Janet Yellen, US Treasury secretary, speaks on the International Brotherhood of Electrical Staff (IBEW) 357 union hall following a tour of the JATC training facility in Las Vegas, Nevada, on Monday, Aug. 14, 2023.
Ronda Churchill | Bloomberg | Getty Images
WASHINGTON — Treasury Secretary Janet Yellen outlined an ambitious agenda on Monday to deal with key aspects of the worldwide economic recovery only weeks before a possible U.S. government shutdown over congressional funding disputes.
“We now have an initiative to enable the World Bank and the opposite multilateral development banks to greatly expand their provision of resources and to mobilize private capital for climate change,” Yellen told CNBC’s Sara Eisen in an interview.
Speaking from the United Nations General Assembly in Recent York City, the Treasury secretary added that Russia’s continued war with Ukraine is putting a strain on global food prices, especially after its July exit from the Black Sea Grain Initiative, which had allowed Ukrainian grain exports to soundly transit via Black Sea ports.
“Russia’s continuing, brutal war in Ukraine is having a really adversarial impact,” Yellen said. “And we’re spending time this week discussing food prices and what we will do to alleviate hunger and shortages of food.”
Yellen also said the Biden administration is closely monitoring gas prices to make sure affordability for Americans. Oil prices rose to their highest level of the yr last week, prompting some experts to predict that crude oil might reach $100 a barrel by the tip of the yr.
“My expectation is that they are going to stabilize, but we’ll just regulate it,” she said of oil prices.
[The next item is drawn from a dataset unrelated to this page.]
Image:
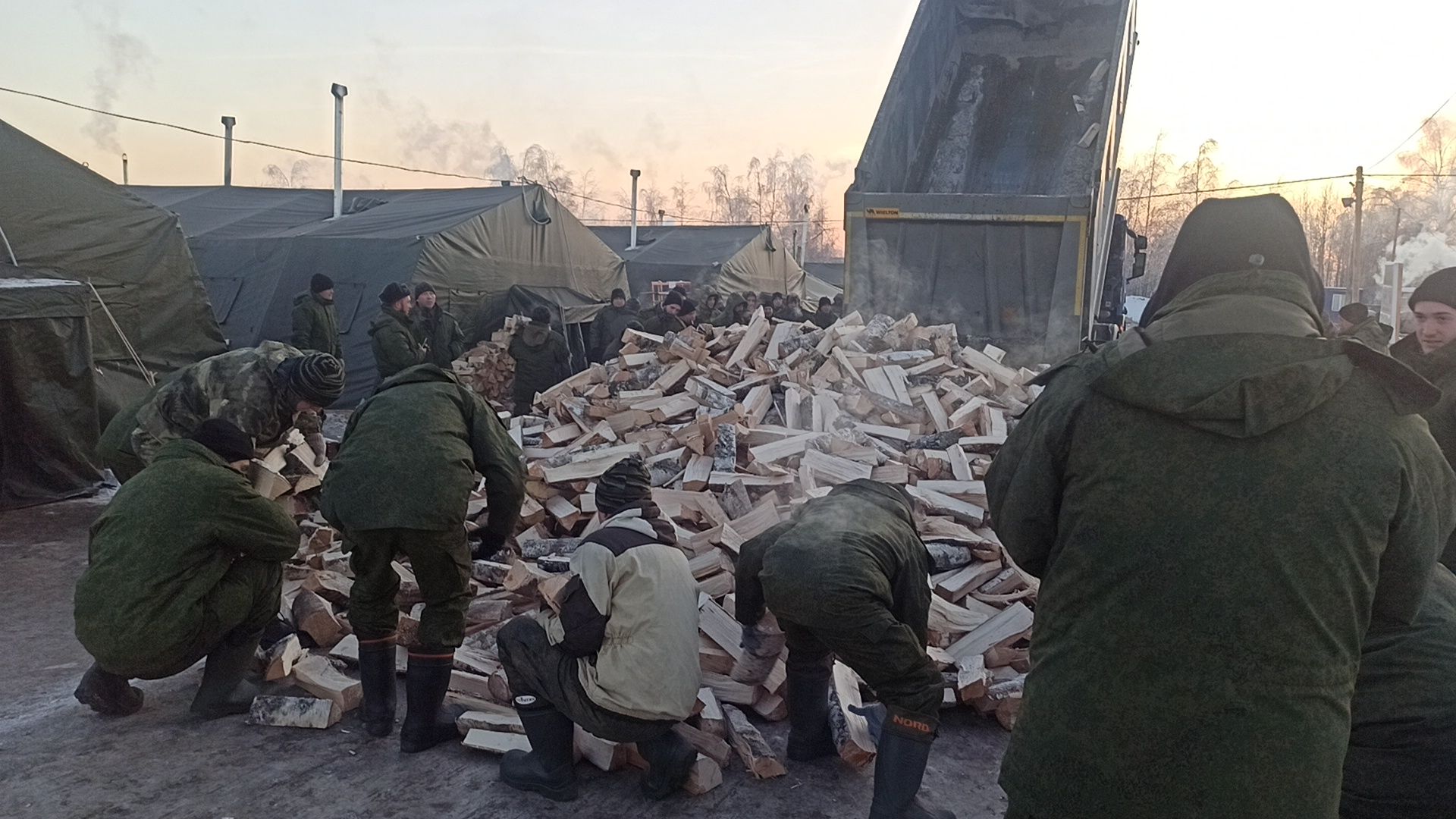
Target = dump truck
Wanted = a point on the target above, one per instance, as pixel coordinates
(986, 191)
China’s growth after ending Covid pandemic-related lockdowns, though slower than expected, is a contributor to the lift in oil prices, said Yellen. But its weakened economy, together with Germany’s, was driving her deal with the worldwide economy on the UN event.
The Treasury secretary also said a possible U.S. government shutdown could risk the momentum of the domestic economy, which is on the upswing, in accordance with recent indicators. The producer price index in August increased a seasonally adjusted 0.7%, the most important single-month increase since June 2022. The core PPI stayed in step with estimates.
“There’s absolutely no reason for a shutdown and we would like Congress to do its work of funding the federal government and keeping it open,” said Yellen. The deadline for Congress to pass a seamless resolution to maintain the federal government open is Sept. 30.
Yellen spoke a day after two key voting blocs within the House Republican caucus reached a tentative agreement on a partisan bill to fund the federal government until the tip of October, in exchange for cuts to domestic spending and stricter border controls.
Yet inside hours of announcing the deal, greater than a half-dozen far-right conservatives within the House rejected the compromise, making it difficult to see a path by which such a bill could pass with only GOP votes, given the party’s razor thin majority within the House.
Despite the looming threats at home and abroad, Yellen was optimistic concerning the U.S. economy and the American labor market.
“I do not see any signs that the economy is susceptible to a downturn,” Yellen said. “And that is one of the best of all worlds, to see continued strength within the economy, an excellent strong labor market and inflation moving down. And that’s what we’re seeing.”